Optical spectroscopy of pure and doped CuGeO3

TL;DR

This study provides a detailed analysis of the optical properties of pure and doped CuGeO3 crystals, revealing new insights into phonon behavior, phase transition characteristics, and magnetic excitations, including the detection of a previously unexplained optical magnetic mode.

Contribution

It presents the first detailed optical spectroscopy analysis of doped CuGeO3, highlighting the effects of doping on phonon spectra and revealing a novel optical magnetic excitation.

Findings

Detection of zone boundary folded modes below Tsp

Observation of a 44 cm^-1 singlet-triplet excitation

Strong doping effects on phonon spectra and phase transition

Abstract

We investigated in detail the optical properties of several Cu(1-delta)Mg(delta)GeO3 (with delta=0,0.01), and CuGe(1-x)B(x)O3 with B=Si (x=0,0.007,0.05,0.1), and Al (x=0,0.01) single crystals, in the frequency range 20-32000 cm^-1. We report temperature dependent reflectivity and transmission measurements, performed with polarized light in order to probe the anisotropy of the crystals along the b and c axes, and optical conductivity spectra obtained by Kramers-Kronig transformation or direct inversion of the Fresnel formula.
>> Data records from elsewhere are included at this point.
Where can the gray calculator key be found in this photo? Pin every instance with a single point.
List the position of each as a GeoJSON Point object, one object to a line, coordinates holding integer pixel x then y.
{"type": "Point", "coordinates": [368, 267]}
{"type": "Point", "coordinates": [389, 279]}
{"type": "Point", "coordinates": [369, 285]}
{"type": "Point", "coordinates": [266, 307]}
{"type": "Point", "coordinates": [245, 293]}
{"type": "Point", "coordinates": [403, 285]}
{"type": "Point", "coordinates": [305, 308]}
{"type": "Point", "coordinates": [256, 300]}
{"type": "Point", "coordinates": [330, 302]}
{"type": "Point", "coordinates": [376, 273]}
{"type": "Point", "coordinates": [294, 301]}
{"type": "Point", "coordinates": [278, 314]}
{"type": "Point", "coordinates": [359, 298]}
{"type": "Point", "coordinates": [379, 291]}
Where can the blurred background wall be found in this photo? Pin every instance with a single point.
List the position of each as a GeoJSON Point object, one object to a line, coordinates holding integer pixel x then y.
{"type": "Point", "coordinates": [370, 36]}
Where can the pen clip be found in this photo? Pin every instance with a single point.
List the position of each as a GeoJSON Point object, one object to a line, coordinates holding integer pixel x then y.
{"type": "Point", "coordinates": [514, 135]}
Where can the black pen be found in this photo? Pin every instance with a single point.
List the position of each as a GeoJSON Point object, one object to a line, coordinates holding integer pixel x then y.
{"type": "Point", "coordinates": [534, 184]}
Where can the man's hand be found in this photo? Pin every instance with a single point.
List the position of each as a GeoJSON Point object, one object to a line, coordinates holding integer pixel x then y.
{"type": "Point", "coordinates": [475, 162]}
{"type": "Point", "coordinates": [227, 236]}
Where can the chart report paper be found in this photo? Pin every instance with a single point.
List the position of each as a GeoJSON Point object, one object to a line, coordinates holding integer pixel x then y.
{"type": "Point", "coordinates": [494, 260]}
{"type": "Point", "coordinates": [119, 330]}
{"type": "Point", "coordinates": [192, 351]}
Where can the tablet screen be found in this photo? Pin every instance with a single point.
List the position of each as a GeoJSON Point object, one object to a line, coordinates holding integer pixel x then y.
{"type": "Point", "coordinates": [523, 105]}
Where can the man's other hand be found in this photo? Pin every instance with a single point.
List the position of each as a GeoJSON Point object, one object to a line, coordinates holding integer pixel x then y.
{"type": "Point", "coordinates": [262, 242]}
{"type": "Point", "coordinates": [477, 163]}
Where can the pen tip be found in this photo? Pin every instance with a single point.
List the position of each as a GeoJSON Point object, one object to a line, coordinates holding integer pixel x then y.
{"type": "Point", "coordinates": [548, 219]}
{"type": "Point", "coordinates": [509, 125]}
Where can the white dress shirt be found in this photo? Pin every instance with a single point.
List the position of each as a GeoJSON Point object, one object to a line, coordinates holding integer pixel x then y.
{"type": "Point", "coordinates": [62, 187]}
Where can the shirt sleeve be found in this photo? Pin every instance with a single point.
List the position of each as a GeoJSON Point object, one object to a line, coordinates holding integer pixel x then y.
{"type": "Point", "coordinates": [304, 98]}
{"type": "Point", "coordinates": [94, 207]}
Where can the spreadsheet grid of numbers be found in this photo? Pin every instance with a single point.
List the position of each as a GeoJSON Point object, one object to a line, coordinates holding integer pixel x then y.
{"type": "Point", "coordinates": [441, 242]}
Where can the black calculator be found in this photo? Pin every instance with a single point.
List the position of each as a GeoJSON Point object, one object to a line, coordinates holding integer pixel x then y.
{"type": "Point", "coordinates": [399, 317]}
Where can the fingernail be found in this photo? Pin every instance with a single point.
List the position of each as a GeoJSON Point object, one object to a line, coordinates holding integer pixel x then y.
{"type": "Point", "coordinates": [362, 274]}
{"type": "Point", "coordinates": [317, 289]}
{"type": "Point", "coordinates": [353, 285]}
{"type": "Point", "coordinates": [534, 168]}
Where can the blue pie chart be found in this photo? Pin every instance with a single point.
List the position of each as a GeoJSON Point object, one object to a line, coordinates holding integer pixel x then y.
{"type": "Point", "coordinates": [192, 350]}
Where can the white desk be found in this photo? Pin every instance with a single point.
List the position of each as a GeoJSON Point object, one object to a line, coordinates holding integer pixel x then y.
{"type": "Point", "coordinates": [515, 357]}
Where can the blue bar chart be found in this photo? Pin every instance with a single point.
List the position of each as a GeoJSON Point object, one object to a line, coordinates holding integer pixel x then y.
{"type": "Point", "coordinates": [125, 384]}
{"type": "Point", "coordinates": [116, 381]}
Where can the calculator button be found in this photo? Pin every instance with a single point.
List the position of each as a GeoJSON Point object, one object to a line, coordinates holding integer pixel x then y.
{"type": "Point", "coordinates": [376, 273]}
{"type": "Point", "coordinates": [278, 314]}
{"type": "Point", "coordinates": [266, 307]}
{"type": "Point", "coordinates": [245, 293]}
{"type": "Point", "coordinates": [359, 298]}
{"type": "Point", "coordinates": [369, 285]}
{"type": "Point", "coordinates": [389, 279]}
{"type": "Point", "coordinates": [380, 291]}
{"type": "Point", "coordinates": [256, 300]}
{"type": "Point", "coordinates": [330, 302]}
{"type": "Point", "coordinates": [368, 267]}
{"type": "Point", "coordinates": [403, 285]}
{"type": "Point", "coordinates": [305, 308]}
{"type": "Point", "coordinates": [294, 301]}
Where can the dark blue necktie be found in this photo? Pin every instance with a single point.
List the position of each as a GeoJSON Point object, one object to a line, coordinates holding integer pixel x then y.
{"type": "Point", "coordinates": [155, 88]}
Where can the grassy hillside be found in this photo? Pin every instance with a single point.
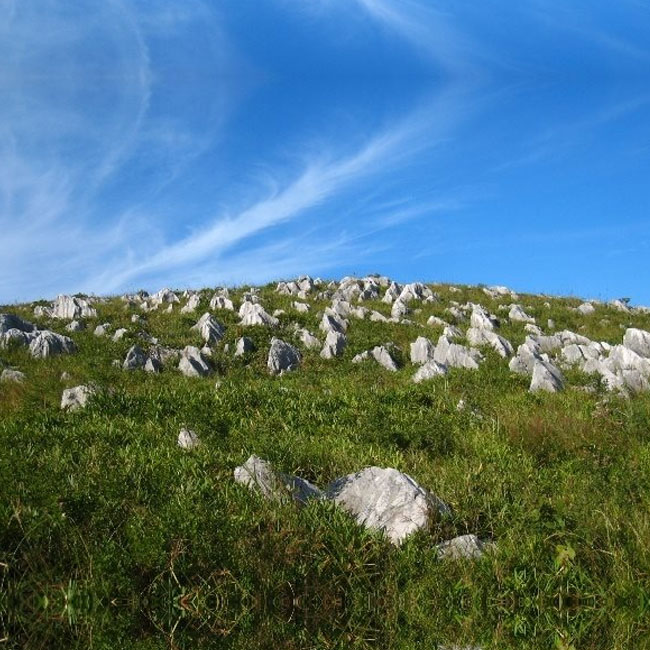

Special emphasis is given to the far-infrared phonon spectra. The temperature dependence of the phonon parameters is presented and discussed in relation to the soft mode issue in CuGeO3. For T<Tsp we could detect zone boundary folded modes activated by the spin-Peierls phase transition. Following the temperature dependence of these modes, which shows the second order character of the phase transition, we were able to study the effect of doping on Tsp. Moreover, in transmission experiments we detected a direct singlet-triplet excitation at 44 cm^-1, across the magnetic gap, which is not understandable on the basis of the magnetic excitation spectrum so far assumed for CuGeO3. The optical activity of this excitation and its polarization dependence confirm the existence of a second (optical) magnetic branch, recently suggested on the basis of inelastic neutron scattering data. The anisotropy in the magnetic exchange constants along the b axis, necessary for the optical triplet mode to gain a finite intensity, and the strong effect of Si substitution on the phonon spectra are discussed in relation to the alternative space group P2(1)2(1)2(1), recently proposed for CuGeO3 in the high temperature uniform phase.